Following were the Amendments approved:
- Maternity benefit leave duration has been increased from twelve weeks to twenty-six for two surviving children while it remains at 12 weeks for more than two children.
- A commissioning mother shall be entitled to maternity benefit for twelve weeks from the day she handed the baby under commissioning or adoption.
- Crèche facility should be provided if the establishment has more than fifty employees. Mothers are allowed to crèche four times a day and the period of a visit is considered as an interval of break or rest.
- Based on the constraints in the organization, women have to be provided with the facility to “Work from home” after maternity leave, based on mutual understanding between employee and employer.
- The new amendment shall be applicable to all contractual and consultant women employees and the benefits of this new act can be extended to the unorganized sector.
- The amendment seeks to provide protection to a woman in case she gets fired by the employer after learning about her pregnancy.
Nearly 1.8 million women who are working in the unorganized sectors would be assuaged by this bill, thus fostering a more positive working environment for all the women in the country.
Conclusion and Recommendations
Apparently, the legislation is a manoeuvre towards the empowerment of women in labour laws.
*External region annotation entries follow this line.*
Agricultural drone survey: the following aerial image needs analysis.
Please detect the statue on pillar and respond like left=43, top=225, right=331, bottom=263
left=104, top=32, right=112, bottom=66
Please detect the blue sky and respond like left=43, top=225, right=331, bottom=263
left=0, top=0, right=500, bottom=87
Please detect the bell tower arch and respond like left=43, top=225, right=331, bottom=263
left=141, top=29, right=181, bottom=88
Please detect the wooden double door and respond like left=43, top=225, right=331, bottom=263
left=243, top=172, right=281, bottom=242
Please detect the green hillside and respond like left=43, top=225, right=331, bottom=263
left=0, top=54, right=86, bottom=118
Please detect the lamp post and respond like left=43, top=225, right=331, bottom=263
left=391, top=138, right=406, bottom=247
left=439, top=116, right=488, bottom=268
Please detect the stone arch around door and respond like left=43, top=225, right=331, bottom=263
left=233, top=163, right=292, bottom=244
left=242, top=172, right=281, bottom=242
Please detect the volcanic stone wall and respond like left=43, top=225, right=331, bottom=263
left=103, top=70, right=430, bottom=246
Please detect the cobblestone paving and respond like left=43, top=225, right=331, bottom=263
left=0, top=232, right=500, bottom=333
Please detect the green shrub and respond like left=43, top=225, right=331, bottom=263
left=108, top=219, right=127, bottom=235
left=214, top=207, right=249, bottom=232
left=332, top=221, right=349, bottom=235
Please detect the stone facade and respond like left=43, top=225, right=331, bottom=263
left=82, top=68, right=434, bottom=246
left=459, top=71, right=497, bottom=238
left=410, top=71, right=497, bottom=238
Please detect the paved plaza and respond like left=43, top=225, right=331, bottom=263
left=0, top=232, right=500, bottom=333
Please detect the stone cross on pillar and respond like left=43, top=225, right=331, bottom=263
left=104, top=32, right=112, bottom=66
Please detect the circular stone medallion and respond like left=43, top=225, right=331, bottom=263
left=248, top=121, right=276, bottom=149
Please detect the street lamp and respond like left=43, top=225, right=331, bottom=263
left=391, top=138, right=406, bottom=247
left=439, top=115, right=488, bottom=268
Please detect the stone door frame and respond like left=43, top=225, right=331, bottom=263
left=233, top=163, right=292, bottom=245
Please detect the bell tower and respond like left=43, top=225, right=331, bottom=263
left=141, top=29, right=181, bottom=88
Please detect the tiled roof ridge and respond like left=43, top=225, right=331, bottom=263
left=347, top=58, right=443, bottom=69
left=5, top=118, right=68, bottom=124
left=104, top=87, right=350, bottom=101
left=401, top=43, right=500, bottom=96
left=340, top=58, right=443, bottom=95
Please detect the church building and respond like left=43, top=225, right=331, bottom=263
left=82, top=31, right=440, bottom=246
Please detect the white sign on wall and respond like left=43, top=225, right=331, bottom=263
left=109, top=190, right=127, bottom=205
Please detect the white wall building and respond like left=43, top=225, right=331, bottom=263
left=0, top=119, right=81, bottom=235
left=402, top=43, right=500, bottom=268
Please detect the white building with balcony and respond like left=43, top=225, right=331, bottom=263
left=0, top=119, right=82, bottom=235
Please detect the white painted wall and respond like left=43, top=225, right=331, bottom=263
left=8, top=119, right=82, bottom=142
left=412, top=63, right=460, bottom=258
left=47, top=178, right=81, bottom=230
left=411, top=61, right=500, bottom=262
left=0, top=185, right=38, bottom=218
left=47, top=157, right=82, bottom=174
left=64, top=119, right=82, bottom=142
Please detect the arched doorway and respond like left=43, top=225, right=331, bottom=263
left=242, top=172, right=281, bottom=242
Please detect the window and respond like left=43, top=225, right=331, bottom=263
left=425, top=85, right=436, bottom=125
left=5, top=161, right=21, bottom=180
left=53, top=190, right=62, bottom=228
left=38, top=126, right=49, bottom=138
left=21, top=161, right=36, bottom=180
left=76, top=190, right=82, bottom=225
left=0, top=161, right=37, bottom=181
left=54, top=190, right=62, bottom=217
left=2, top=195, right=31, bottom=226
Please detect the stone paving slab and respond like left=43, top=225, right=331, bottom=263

This has been a clear move towards making equal pay, equal access to opportunity, deterrence and redressal of sexual harassment and provisions of maternity benefit, a reality in contemporary India. Though the country is consistently moving towards more flexible environments and more generous policies there is still a sense of disquietude over many aspects.
Increasing maternity benefit is a welcome step but the government should incorporate some mechanism to ensure that the competitiveness of the private sector is not abated by the same. The new amendment still leaves an ambiguity regarding the applicability of the Act to the unorganised sector and there has been absolutely no mention of the paternity leave within the Act which constitutes a major component of the leave policies in the west. This puts the onus of the new-born’s rearing entirely upon the mother, which is inconsistent with the principles of gender equality and equal parenting.
There needs to be a convergence of Ministries of Women and Child, Health, Rural Development and Labour on the entitlement and allocation of benefits as enumerated under the Act to improve the implementation of the Act with regard to access to medical bonus and nursing breaks.
Awareness about the law has to be raised through government-funded campaigns and advertisements so that the real purpose of the act is served and women can yield the true benefit of the legislations that have been incorporated for their welfare.